Bu itibarla, davacının iptalini talep ettiği söz konusu düzenlemeler yürürlükte bulunmadığından, istem hakkında karar verilmesine yer bulunmamaktadır.
Yargılama giderleri ve vekalet ücretine yönelik olarak ise;
Dava konusu Yönetmeliğin 25. maddesinin birinci fıkrasının birinci cümlesine eklenen cümleye ilişkin olarak davanın reddi yolunda verilen Danıştay Beşinci ve Onikinci Daireleri Müşterek Kurulunun 06/06/2012 günlü, E:2009/7695, K:2012/4074 sayılı kararının, İdari Dava Daireleri Kurulunun 15/04/2015 günlü, E:2013/547, K:2015/1383 sayılı kararıyla bozulduğu ve dava konusu hükmün hukuka aykırılığının yargı kararı ile saptandığı hususunda duraksama bulunmamaktadır.
Bu durumda; yargı yerince hukuki incelemesi yapılarak hukuka aykırılığı tespit edilen ancak, daha sonra yürürlükten kaldırılması nedeniyle hakkında karar verilmesine yer olmadığına hükmedilen Yönetmelik hükmünün iptali istemine ilişkin işbu davada, davacının haksızlığından ve bu nedenle yargılama giderlerinden sorumlu olacağından söz edilemeyeceği açıktır.
Öte yandan; aynı kararın Yönetmeliğin 15. ve 17. maddeleri ile 21. maddesinin son fıkrasında yapılan değişiklikler yönünden davanın reddine ilişkin kısmının İdari Dava Daireleri Kurulunca onanarak kesinleştiği dikkate alındığında, davanın anılan Yönetmelik hükümleri yönünden hukuka uygunluğunun kesinleşen yargı kararı ile saptandığı hususunda da duraksama bulunmamaktadır.
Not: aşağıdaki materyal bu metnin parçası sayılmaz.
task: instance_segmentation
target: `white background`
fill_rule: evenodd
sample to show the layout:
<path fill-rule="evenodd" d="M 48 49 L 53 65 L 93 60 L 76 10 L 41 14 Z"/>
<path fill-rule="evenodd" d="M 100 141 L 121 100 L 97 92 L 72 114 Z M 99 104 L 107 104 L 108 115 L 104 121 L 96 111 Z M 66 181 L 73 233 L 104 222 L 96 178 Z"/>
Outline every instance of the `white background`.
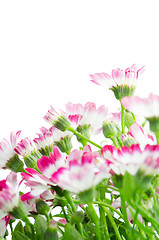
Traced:
<path fill-rule="evenodd" d="M 146 65 L 136 95 L 158 94 L 158 32 L 158 0 L 0 1 L 0 141 L 49 127 L 50 104 L 116 109 L 89 74 Z"/>

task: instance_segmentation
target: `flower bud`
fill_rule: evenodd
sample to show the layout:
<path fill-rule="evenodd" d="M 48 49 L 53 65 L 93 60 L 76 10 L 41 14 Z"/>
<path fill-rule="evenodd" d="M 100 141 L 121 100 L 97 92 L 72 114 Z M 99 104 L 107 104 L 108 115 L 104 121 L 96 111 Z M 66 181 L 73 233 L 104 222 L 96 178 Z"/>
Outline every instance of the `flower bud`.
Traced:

Belirtilen nedenlerle, yargılama giderleri ve vekalet ücretinin taraflar üzerinde bırakılmasına karar verilmiştir.

KARAR SONUCU :
Açıklanan nedenlerle;
1. Konusu kalmayan dava hakkında KARAR VERİLMESİNE YER OLMADIĞINA;
2. Aşağıda dökümü yapılan …-TL yargılama giderinin haklılık oranına göre yarısı olan …-TL’nin davalı idareden alınarak davacıya verilmesine, diğer yarısı olan …-TL’nin ise davacı üzerinde bırakılmasına, davalı idare tarafından yapılan …-TL yargılama giderinin haklılık oranına göre yarısı olan …-TL’nin davacıdan alınarak davalı idareye verilmesine, diğer yarısının ise davalı idare üzerinde bırakılarak, artan posta ücretinin davacıya iadesine,
3. Karar tarihinde yürürlükte bulunan Avukatlık Asgari Ücret Tarifesi uyarınca duruşmalı davalar için belirlenen …-TL vekâlet ücretinin davalı idareden alınarak davacıya verilmesine; bakılan davanın, kesinleşen kısmı için davalı idare lehine vekalet ücretine hükmedildiğinden, bu aşamada davalı idare lehine yeniden vekalet ücretine hükmedilmemesine;
4. Bu kararın tebliğ tarihini izleyen 30 (otuz) gün içerisinde Danıştay İdari Dava Daireleri Kurulu’na temyiz yolu açık olmak üzere, 03/11/2020 tarihinde oyçokluğuyla karar verildi.

(X) KARŞI OY :
Yargısal denetim, hukuka uygunluk denetimine dayanır. Yargı yerlerince hukuka aykırı olduğu tespit edilen işlemlerin iptali esas olup, yargı denetiminden beklenen budur. Dava konusu edilmiş bulunan bir düzenlemenin yargısal denetim tamamlanmadan idare tarafından kaldırılması ise, işlemin kaldırıldığı tarihe kadar hüküm ifade etmesini etkilemeyip, gelecekte yaratacağı etkiler açısından önem taşır.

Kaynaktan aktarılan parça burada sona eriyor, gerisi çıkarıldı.